Kuwait’s government, in a significant move impacting on business, recently approved a 10% corporate tax on profits as well as the privatization of some public services to help close a widening budget deficit brought on by a plunge in global oil prices.

But what will be the real impact of the new tax on small to medium sized businesses and larger corporates?

It marks a big shift in policy, since at the moment, most Kuwaiti firms pay zero tax on profits, whilst most foreign firms do. A country’s tax regime is always a key factor for any business considering moving into new markets. What is the corporate tax rate? Are there any incentives for overseas businesses? Are there double tax treaties in place? How will foreign source income be taxed?

Foreign companies can carry on business in Kuwait either through an agent or joint venture or as a shareholder in a locally registered shareholding company.Tax is however levied on the foreign company’s share of the profit plus any amounts receivable for interest, royalties, commissions, technical services, management fees and so on.

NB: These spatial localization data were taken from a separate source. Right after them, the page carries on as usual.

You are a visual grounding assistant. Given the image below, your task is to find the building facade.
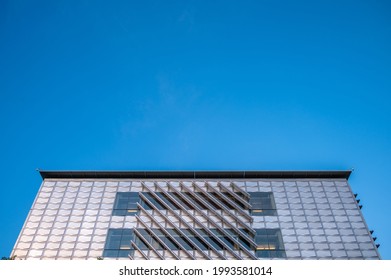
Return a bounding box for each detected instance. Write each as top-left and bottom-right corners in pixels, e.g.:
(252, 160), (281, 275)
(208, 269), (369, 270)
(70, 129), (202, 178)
(12, 170), (380, 260)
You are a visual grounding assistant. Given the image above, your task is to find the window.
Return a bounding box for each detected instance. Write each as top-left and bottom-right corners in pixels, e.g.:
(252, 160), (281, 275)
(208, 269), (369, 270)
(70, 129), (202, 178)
(248, 192), (277, 216)
(103, 227), (285, 258)
(254, 229), (286, 258)
(134, 228), (233, 251)
(134, 229), (180, 250)
(103, 229), (134, 258)
(113, 192), (139, 216)
(225, 228), (252, 250)
(114, 191), (251, 213)
(181, 229), (208, 250)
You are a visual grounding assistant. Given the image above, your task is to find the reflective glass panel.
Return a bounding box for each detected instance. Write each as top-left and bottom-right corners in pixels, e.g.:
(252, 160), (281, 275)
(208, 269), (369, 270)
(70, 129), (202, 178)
(249, 192), (277, 216)
(254, 229), (285, 259)
(103, 229), (134, 258)
(113, 192), (139, 216)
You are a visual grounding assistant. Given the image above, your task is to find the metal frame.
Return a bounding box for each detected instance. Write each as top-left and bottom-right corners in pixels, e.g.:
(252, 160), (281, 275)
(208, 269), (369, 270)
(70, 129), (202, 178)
(217, 182), (252, 209)
(142, 195), (211, 259)
(131, 240), (149, 260)
(136, 203), (193, 259)
(141, 184), (226, 259)
(133, 228), (165, 260)
(160, 184), (238, 259)
(190, 182), (255, 235)
(230, 182), (251, 200)
(139, 194), (211, 260)
(163, 182), (256, 259)
(136, 213), (180, 259)
(39, 170), (353, 180)
(174, 183), (257, 259)
(205, 182), (253, 222)
(182, 182), (257, 248)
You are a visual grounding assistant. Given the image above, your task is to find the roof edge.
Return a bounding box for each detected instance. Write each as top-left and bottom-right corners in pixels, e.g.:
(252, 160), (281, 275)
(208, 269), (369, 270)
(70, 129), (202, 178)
(38, 170), (352, 180)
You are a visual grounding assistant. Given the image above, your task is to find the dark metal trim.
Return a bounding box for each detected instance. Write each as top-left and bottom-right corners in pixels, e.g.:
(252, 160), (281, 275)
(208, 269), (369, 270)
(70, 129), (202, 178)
(39, 170), (352, 180)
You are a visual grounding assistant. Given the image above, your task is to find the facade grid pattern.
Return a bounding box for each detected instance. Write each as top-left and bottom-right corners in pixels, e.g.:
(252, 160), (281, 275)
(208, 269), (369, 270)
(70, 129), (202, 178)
(12, 174), (380, 260)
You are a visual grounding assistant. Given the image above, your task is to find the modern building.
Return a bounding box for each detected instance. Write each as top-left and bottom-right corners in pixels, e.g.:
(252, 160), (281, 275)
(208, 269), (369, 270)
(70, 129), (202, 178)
(11, 170), (380, 260)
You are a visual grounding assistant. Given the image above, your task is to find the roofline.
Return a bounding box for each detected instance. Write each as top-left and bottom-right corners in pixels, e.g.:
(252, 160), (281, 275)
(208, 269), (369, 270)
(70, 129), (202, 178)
(38, 170), (352, 180)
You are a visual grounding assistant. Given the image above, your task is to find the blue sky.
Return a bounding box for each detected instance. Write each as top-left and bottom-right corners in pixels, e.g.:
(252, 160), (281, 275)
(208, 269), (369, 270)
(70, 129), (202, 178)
(0, 0), (390, 259)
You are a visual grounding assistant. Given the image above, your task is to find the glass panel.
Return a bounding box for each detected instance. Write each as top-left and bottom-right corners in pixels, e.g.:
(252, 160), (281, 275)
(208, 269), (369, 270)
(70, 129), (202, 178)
(142, 193), (166, 210)
(249, 192), (277, 216)
(255, 236), (269, 250)
(211, 229), (234, 249)
(254, 229), (285, 258)
(225, 193), (245, 208)
(176, 235), (193, 250)
(140, 199), (151, 210)
(113, 192), (139, 216)
(151, 236), (164, 250)
(256, 250), (271, 258)
(120, 240), (131, 249)
(269, 250), (286, 258)
(208, 236), (224, 250)
(118, 250), (133, 258)
(108, 241), (121, 250)
(135, 237), (149, 250)
(122, 229), (133, 238)
(164, 236), (180, 250)
(184, 229), (208, 250)
(103, 250), (118, 258)
(113, 209), (127, 216)
(197, 193), (220, 209)
(239, 236), (251, 250)
(103, 227), (287, 257)
(105, 230), (122, 249)
(192, 236), (208, 250)
(157, 193), (178, 209)
(175, 193), (193, 209)
(152, 229), (165, 238)
(138, 229), (149, 235)
(104, 229), (134, 258)
(114, 191), (253, 211)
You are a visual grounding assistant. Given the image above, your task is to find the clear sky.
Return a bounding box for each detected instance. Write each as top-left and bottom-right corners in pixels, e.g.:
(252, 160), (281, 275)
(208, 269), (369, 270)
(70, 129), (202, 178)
(0, 0), (390, 259)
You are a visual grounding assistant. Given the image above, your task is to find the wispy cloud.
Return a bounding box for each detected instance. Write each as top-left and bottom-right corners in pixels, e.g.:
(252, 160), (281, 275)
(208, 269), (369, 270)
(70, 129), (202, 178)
(119, 74), (203, 139)
(177, 5), (196, 31)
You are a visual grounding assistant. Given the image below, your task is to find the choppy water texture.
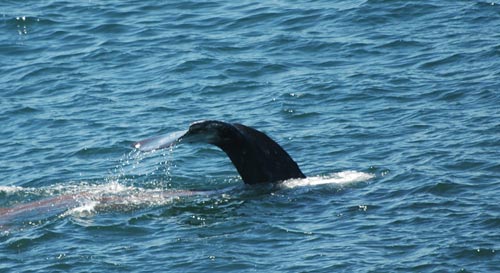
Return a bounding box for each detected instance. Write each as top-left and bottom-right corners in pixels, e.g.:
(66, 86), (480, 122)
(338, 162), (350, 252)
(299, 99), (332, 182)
(1, 0), (499, 272)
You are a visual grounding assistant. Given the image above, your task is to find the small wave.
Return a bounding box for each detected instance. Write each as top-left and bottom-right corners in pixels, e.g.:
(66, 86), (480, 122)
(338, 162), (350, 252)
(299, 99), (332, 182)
(0, 186), (25, 194)
(62, 200), (99, 217)
(283, 170), (374, 188)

When a business opens its doors, foreign companies are obliged to register themselves with Director of Income Taxes within 30 days and apply for a Tax Card. A taxpayer may follow one calendar year comprising 12 consecutive months as the first accounting period. For the first and last accounting periods, it’s possible to obtain approval for a period shorter or longer than 12 months up to a maximum of 18 months.

If a foreign company has more than one activity in a similar line of business in Kuwait, income from all activities needs to be aggregated for tax purposes. And business losses can’t be carried forward for more than three years.

The applicable flat tax rate is 15% on taxable income. However, no tax is payable if the taxable income is below KD 5,250. It is possible to pay the tax due in four equal installments if not paid as one deposit together with the Tax Declaration.

The move to introduce a 10% tax on indigenous Kuwait businesses and the impact it will have on the wider economy remains to be seen.

It should however, go someway in helping to level the playing field for all businesses in Kuwait, but not just that, it should also alleviate issues associated with the higher oil price and more importantly, help in giving back to the public purse to help make improvements for society in Kuwait.